L'affaire était plus grave qu'il n'y paraissait, les gardes avaient des ordres très stricts, tout mouvement inconsidéré des arrivants déclencheraient des répercussions. Tout ça pouvait tourner au bain de sang. Une centaine d'hommes en armes pouvaient contenir des réfugiés compréhensifs, mais pas des désœuvrés qui voudraient passer coûte que coûte et n'auraient rien à perdre. Le souci c'est que les malheureux seraient alors des hostiles en territoire devenu ennemi. L'armée interviendrait, et pire des renforts de Resig pourraient venir massacrer ces civils révoltés. Si l'empire ne gérait plus sa population, cette dernière laissée à elle-même risquerait de devenir une force à part. Des groupes de pillards, de bandits se formeraient pour contrer leur propre pauvreté.

La région frontalière serait alors l'enjeu de grandes tensions. La famine serait suivie de près par la maladie et la mort. Une telle concentration de gens ça ne louperait, Aklameon l'avait déjà vu dans pareille situation ailleurs. Avec l'hiver, tous les réfugiés subiraient de plein fouet tous malheurs qui attendaient les miséreux. Peu survivraient à terme, beaucoup en seraient réduit au vol, à la prostitution forcée et à la vente de membres de leur famille. Il savait qu'à lui seul, il serait une goutte d'eau dans un océan de plaies divines.

Cette fois-ci, il n'était pas un voyageur isolé, mais un homme en mission officielle. Il avait une chance, celle d'avoir de l'expérience et un peu de pouvoir dans ce genre de situation. Il fit une entrée fracassante dans les bureaux. Il monta d'un pas pressé vers les administrateurs du lieu. En haut des escaliers discutaient six personnes, les six membres du conseil de Dargorchau. Ils étaient blêmes et débattaient en vain de la démarche à mettre en place. Tous se dirigeaient vers une solution répressive, de la simple clôture des frontières à une volonté de violence pour faire fuir les arrivants.

Aklameon resta à l'écoute de propositions et discret pendant un moment, malgré l'aigreur et une envie de répondre qui le démangeait.
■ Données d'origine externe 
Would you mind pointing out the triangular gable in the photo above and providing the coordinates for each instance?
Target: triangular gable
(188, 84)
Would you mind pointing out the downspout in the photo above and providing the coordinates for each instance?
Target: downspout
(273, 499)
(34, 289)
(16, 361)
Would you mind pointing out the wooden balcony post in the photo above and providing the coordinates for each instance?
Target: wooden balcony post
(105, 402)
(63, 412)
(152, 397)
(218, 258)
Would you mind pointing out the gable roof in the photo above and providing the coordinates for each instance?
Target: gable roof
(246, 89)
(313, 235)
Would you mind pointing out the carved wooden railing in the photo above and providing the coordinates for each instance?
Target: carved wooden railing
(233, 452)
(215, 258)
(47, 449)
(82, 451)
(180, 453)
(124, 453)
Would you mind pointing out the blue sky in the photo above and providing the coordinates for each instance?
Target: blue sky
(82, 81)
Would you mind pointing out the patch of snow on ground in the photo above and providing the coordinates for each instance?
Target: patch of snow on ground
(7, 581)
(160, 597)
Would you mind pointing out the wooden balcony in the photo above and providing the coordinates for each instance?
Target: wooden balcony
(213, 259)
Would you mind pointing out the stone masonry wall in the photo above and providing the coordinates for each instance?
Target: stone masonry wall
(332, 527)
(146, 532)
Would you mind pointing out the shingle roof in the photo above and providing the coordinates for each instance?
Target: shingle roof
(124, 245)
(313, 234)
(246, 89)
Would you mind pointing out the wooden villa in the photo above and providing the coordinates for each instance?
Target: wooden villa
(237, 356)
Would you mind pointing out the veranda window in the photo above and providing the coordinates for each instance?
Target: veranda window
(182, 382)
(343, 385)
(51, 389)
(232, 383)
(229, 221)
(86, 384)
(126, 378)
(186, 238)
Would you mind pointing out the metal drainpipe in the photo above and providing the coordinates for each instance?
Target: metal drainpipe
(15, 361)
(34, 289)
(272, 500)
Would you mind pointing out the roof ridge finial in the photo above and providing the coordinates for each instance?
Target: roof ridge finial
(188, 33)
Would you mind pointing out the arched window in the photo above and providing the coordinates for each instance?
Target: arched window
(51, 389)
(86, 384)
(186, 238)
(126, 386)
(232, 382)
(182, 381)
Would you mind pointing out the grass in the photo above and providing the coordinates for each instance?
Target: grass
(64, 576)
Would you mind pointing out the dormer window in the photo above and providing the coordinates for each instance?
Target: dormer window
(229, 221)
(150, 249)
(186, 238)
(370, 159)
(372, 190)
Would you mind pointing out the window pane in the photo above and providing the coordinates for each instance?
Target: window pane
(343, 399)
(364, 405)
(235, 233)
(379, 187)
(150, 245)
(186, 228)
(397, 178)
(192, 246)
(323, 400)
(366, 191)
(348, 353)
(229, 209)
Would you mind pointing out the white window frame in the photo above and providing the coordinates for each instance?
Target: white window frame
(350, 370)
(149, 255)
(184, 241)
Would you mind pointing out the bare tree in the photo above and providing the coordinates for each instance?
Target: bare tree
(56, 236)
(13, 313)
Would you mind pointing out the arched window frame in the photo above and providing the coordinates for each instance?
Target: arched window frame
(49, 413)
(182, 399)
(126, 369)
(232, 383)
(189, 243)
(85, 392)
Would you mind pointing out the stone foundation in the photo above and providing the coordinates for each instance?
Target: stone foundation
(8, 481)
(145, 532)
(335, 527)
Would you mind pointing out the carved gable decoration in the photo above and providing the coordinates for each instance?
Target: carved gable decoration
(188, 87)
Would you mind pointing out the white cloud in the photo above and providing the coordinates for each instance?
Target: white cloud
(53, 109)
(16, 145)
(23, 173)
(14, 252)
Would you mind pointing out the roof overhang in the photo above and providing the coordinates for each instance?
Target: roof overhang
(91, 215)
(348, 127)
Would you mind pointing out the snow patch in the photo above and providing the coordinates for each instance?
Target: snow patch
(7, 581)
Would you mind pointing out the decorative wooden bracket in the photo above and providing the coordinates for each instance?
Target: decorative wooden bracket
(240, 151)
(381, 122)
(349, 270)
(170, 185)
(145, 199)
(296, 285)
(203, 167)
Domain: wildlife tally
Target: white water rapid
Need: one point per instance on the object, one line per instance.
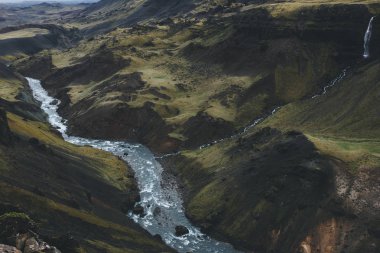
(367, 38)
(162, 202)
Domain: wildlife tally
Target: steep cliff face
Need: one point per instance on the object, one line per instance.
(77, 196)
(275, 192)
(254, 57)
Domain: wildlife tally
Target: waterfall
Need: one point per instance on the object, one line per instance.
(367, 38)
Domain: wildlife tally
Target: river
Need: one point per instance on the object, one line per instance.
(161, 201)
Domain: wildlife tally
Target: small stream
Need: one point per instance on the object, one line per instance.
(162, 202)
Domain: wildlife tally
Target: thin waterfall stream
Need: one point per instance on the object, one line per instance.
(367, 38)
(162, 202)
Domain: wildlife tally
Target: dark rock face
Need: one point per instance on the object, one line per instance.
(5, 132)
(13, 223)
(123, 83)
(203, 128)
(8, 249)
(281, 191)
(181, 231)
(139, 210)
(122, 122)
(91, 68)
(37, 67)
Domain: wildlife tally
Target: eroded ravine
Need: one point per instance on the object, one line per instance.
(161, 201)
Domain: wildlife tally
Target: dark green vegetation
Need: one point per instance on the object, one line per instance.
(77, 197)
(175, 75)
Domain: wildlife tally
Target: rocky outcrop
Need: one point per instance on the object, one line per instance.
(181, 231)
(272, 184)
(37, 67)
(123, 122)
(95, 67)
(203, 128)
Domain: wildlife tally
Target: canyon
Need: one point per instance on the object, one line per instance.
(257, 120)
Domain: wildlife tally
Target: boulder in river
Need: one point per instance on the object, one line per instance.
(8, 249)
(181, 231)
(139, 210)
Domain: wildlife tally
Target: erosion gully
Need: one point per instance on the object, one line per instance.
(161, 201)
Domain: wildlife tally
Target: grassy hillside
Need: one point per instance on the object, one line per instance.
(215, 74)
(78, 196)
(304, 180)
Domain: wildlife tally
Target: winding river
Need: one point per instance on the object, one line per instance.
(162, 203)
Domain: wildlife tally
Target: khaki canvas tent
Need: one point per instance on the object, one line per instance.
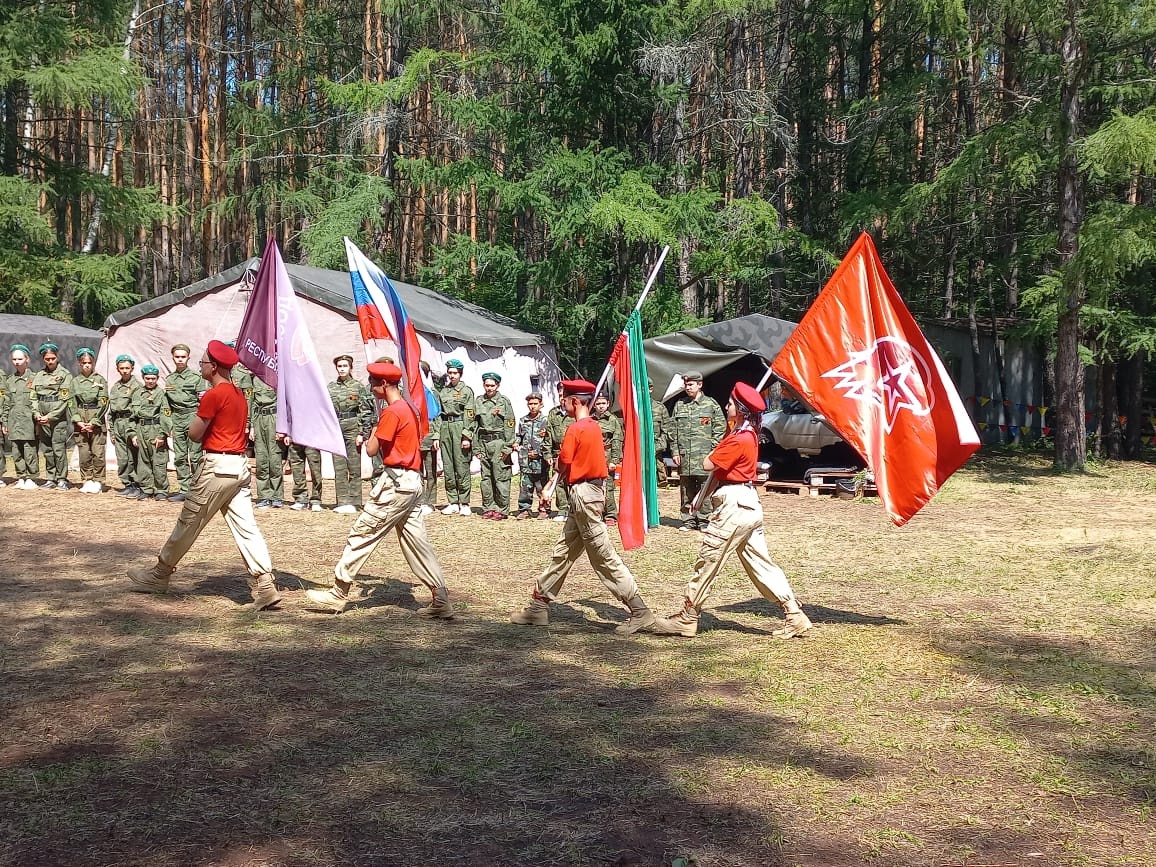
(31, 331)
(446, 328)
(728, 352)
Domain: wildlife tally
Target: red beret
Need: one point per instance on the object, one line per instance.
(577, 386)
(748, 397)
(222, 354)
(388, 372)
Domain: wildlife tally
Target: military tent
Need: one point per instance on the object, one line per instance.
(446, 327)
(728, 352)
(31, 331)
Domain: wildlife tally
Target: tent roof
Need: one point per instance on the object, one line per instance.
(31, 331)
(710, 348)
(431, 312)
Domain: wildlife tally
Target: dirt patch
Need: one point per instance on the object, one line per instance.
(980, 690)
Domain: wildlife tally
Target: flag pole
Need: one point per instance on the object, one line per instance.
(548, 490)
(642, 298)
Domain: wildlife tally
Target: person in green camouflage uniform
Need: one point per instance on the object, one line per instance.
(661, 419)
(262, 431)
(53, 427)
(183, 392)
(5, 406)
(152, 424)
(613, 436)
(458, 409)
(533, 447)
(20, 419)
(354, 405)
(556, 423)
(121, 395)
(698, 424)
(89, 406)
(494, 429)
(306, 490)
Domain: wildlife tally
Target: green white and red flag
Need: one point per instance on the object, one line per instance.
(638, 473)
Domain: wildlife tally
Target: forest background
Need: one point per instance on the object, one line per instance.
(535, 155)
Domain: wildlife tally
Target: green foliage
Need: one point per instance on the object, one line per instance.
(1123, 146)
(347, 214)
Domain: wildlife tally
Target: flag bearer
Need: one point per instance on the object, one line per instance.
(582, 464)
(393, 505)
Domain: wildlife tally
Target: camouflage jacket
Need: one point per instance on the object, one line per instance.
(533, 444)
(53, 393)
(698, 425)
(90, 399)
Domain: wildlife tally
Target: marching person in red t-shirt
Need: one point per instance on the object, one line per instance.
(393, 504)
(221, 486)
(736, 525)
(582, 465)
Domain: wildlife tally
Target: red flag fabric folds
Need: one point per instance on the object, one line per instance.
(859, 358)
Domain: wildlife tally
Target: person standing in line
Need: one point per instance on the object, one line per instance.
(494, 427)
(557, 422)
(698, 427)
(613, 436)
(182, 392)
(533, 450)
(392, 505)
(221, 486)
(53, 390)
(736, 525)
(20, 421)
(354, 406)
(89, 408)
(306, 491)
(262, 432)
(150, 430)
(582, 465)
(121, 398)
(661, 419)
(458, 408)
(5, 407)
(430, 445)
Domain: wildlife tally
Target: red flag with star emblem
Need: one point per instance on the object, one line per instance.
(859, 358)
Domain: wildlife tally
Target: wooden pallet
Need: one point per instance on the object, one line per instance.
(819, 483)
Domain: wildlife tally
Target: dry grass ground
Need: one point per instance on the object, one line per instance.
(982, 690)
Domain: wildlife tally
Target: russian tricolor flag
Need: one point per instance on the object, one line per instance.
(382, 316)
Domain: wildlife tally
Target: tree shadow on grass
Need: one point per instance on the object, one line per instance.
(1092, 713)
(417, 747)
(817, 613)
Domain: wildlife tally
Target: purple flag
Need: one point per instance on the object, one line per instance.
(274, 343)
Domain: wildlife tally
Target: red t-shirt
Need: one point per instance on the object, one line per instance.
(583, 456)
(397, 430)
(735, 459)
(224, 408)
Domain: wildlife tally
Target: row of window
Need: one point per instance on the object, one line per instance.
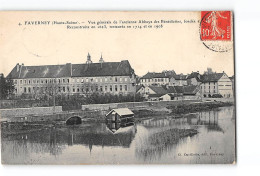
(67, 80)
(154, 80)
(77, 89)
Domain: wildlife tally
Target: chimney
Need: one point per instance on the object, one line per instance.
(101, 60)
(89, 59)
(17, 67)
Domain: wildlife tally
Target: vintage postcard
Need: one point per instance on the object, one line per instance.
(117, 87)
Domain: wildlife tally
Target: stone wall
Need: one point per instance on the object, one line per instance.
(20, 112)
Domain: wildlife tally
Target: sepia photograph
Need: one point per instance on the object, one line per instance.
(117, 87)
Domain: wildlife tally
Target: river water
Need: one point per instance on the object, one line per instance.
(97, 143)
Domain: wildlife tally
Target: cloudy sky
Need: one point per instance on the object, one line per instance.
(174, 47)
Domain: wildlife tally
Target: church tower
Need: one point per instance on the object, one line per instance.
(101, 60)
(89, 59)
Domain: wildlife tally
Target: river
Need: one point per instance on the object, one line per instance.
(145, 142)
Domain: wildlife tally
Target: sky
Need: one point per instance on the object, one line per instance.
(175, 46)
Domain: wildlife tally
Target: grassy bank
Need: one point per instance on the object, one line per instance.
(179, 109)
(196, 107)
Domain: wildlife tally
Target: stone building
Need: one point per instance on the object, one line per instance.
(156, 79)
(216, 83)
(89, 77)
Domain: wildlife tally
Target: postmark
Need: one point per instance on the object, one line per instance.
(216, 30)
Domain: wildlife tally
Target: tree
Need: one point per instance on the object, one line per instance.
(6, 87)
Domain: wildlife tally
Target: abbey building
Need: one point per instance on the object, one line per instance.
(86, 78)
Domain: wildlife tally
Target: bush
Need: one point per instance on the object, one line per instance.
(217, 96)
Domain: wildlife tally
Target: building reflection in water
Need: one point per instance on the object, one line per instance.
(54, 140)
(150, 149)
(153, 142)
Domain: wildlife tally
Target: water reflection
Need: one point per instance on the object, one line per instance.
(150, 141)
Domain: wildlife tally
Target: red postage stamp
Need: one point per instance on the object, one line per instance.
(215, 25)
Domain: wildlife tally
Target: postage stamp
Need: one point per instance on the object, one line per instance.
(215, 25)
(216, 30)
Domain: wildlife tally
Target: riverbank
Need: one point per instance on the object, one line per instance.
(96, 113)
(178, 110)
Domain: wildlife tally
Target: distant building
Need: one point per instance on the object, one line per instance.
(89, 77)
(178, 80)
(216, 83)
(153, 78)
(194, 78)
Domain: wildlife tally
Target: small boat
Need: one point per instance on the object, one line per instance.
(75, 120)
(120, 115)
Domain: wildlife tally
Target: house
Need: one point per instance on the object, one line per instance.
(178, 80)
(89, 77)
(140, 89)
(153, 93)
(122, 115)
(216, 84)
(153, 78)
(194, 78)
(191, 92)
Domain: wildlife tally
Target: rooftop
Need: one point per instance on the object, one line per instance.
(122, 68)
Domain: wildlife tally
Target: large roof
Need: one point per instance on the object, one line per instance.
(122, 111)
(122, 68)
(166, 74)
(185, 90)
(213, 77)
(158, 89)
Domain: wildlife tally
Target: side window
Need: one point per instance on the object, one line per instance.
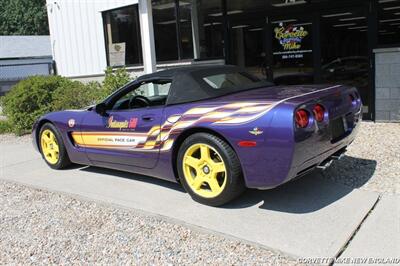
(146, 95)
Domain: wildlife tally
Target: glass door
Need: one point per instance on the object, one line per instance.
(344, 51)
(246, 21)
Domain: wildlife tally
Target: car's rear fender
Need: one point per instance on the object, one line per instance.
(61, 120)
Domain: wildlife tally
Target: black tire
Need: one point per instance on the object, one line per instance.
(63, 159)
(234, 177)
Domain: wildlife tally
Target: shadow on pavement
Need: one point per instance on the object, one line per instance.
(307, 194)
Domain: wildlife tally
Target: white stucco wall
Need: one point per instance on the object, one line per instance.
(77, 35)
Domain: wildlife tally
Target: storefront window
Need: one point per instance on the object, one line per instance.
(389, 23)
(344, 50)
(164, 21)
(123, 39)
(186, 35)
(208, 34)
(188, 29)
(246, 21)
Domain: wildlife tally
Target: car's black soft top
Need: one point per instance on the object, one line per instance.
(188, 84)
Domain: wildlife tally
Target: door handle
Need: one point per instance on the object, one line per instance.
(147, 118)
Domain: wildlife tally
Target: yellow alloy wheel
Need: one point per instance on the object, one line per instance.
(204, 170)
(49, 145)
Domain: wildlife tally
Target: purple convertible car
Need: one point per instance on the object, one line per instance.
(214, 129)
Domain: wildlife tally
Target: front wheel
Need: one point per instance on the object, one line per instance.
(209, 169)
(52, 147)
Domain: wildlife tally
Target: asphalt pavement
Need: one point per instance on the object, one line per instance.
(312, 217)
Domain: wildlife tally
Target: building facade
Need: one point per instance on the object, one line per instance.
(286, 41)
(22, 57)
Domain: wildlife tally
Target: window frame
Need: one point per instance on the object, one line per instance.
(106, 40)
(130, 87)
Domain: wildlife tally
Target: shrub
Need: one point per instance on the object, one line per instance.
(29, 99)
(76, 95)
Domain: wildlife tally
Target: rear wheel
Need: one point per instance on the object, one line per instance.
(52, 147)
(209, 169)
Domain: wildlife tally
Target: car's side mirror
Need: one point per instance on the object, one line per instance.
(101, 109)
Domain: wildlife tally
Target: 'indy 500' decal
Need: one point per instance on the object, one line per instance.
(162, 137)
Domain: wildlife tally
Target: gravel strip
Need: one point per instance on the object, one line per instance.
(40, 227)
(372, 161)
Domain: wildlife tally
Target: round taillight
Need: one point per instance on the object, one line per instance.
(302, 118)
(319, 112)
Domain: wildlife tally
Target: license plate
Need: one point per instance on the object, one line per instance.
(337, 128)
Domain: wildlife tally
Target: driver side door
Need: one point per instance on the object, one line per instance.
(128, 132)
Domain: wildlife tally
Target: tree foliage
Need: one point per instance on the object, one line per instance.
(23, 17)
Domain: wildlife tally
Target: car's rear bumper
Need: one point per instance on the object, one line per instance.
(317, 150)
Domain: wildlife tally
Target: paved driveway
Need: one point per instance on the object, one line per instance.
(311, 217)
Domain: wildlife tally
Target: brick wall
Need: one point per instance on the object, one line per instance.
(387, 84)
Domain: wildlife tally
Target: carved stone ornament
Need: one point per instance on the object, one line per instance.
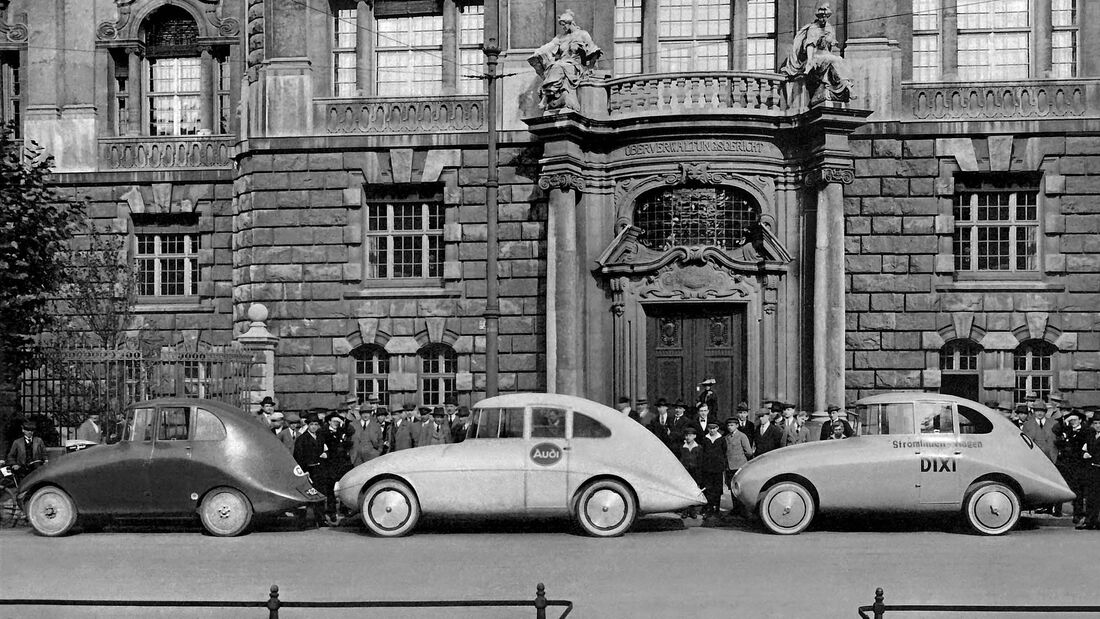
(561, 180)
(826, 175)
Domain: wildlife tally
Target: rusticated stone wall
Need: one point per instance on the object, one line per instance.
(904, 301)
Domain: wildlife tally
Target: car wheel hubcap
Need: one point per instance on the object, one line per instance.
(788, 509)
(993, 509)
(389, 509)
(606, 509)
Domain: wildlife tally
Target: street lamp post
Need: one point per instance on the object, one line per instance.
(492, 301)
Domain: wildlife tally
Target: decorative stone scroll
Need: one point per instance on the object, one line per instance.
(561, 180)
(826, 175)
Il lista tous les arguments qu'il avait à opposer. Quand enfin on lui demanda ce qu'il en pensait, il démonta toutes les solutions qui avaient émergées jusque là.

- Tout ce que j'entends, ce sont des solutions sécuritaires qui ne traitent le souci que d'une façon très partielle. Certes vous les repoussés, mais vont-ils partir ? Vont-ils se révolter ? Vont-ils simplement rester à votre porte, si oui combien ? Combien alors faudra-t-il de nourriture pour ces malheureux ? Combien faudra-t-il d'abris ? Combien faudra-t-il de bois ? Combien faudra-t-il de gardes ? Et Combien faudra-t-il de fosses communes ? Aucune de vos réponses n'avancent vos capacités à agir, ou vos forces, fassent aux nombreux besoins qui arrivent.

- Alors c'est ce que je disais, repoussons-les violemment et fermons la frontière purement et simplement. Plaça un vieil homme sec un brin austère.

- Non, non, non, on ne peut pas prendre de décisions sans l'aval du haut conseil de notre pays. Coupa une femme âgée potelée.

- Mais puisqu'on vous dit que le haut conseil n'aura pas le temps de statuer. Demain, ils seront à nos portes. Stoppa un homme à la fine moustache brune.

- On ferme la frontière et c'est tout. Continua une femme au visage burinée par la vie.

- VOUS NE COMPRENEZ RIEN DE CE QU'IL VA SE PASSER ! Hurla Klam pour faire taire les palabres en cours. J'ai vu les massacres de LARHAUSS et la débandade qui a suivi. J'ai vu quinze mille hommes et femmes mourir sur le bord de la route aux portes de GREIVISTOH. Le prince avait scellé la frontière et les malheureux se sont massés là, fuyant les massacres entre trois communautés de la région. La faim, les pillages, les combats entre personnes pour la moindre chose. Le prince a barricadé, mais la maladie se moquait des barricades. GREIVISTOH a perdu un tiers de sa population des mêmes maladies qui touchaient les réfugiés. Alors le prince a lâché son armée sur les survivants de Larhauss et les quelques personnes qui ont fuit sont devenus bandits, ou esclaves. Alors NON, il n'y a pas de solutions simples et faciles.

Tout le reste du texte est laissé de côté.